Со стороны это должно было выглядеть как сходка идиотов. Три взрослых человека вдруг повернулись друг к другу спиной, стоя на плохо вычищенной пешеходной дорожке, и при этом закрыли глаза. Интеллигентного вида мужчина, двигавшийся им навстречу, увидев эту мизансцену, замер, отчего-то опасливо глянув вокруг, и вдруг ускоренным темпом пошел обратно, при этом пару раз оглянувшись.
Павел почувствовал, как на него ахнуло. Крут, как-то очень крут добрейший Мих Мих.
— Потише, а! Семенов обернулся:
— Павел, а ты чего, «зонтиком»-то прикройся уже.

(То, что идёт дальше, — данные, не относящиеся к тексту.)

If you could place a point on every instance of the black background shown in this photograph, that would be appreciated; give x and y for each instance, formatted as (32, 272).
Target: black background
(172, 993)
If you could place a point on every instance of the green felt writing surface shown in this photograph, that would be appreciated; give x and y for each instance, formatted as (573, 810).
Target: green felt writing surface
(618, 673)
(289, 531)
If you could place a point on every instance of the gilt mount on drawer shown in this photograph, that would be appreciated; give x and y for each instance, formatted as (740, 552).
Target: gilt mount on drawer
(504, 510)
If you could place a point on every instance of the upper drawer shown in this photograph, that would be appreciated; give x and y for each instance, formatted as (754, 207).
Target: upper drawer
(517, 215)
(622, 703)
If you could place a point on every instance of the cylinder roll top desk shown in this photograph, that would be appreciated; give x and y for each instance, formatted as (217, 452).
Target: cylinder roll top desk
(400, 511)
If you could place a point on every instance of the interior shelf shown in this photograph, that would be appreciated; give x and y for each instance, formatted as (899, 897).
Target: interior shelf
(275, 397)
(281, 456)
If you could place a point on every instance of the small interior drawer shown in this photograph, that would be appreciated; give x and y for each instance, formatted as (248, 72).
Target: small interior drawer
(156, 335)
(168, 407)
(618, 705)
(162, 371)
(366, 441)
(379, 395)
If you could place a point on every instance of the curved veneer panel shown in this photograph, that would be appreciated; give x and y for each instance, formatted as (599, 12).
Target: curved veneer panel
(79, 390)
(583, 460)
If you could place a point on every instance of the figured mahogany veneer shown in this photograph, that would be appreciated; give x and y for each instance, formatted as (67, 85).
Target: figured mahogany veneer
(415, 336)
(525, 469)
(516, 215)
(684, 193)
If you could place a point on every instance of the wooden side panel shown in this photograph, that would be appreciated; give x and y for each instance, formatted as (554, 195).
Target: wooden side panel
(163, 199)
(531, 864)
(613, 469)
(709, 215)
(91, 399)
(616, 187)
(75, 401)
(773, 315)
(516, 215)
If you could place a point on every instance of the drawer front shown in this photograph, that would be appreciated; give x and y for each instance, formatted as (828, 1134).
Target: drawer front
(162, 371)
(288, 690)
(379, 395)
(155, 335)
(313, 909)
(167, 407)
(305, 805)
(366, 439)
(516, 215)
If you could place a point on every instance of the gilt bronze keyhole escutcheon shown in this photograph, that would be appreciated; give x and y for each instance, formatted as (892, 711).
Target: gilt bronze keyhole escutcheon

И Павел прикрылся. То, что Семенов называл «зонтиком», следовало трактовать как защиту. «Плащ». И он его создал. Или соорудил. Кто-то говорит «построил». И почувствовал себя очень спокойно и комфортно. Зачем ему все это? Господи! Он не чувствовал никакого напряжения либо усталости от того, что он закрылся. В сущности, и раньше «плащ» его несильно утомлял, это всего лишь мера защиты, но только прежде он этот невидимый щит держал, чувствовал его, пусть так, тяжесть, хотя держать его мог подолгу, сутками, но теперь он вдруг ощутил, что «плащ» его не то что не давит — поднимает. Или хотя бы приподнимает. Для чего тогда все остальное, когда он может теперь вот так, в коконе, оградиться от всего внешнего, ненужного и докучливого? Ощущение того, что грудь его распирает силой, но в то же время и применять ее вовне не хочется, нет в этом необходимости, успокаивало до того, что хотелось сесть и уткнуться в собственные колени, замкнувшись в себе, как улитка в собственном домике.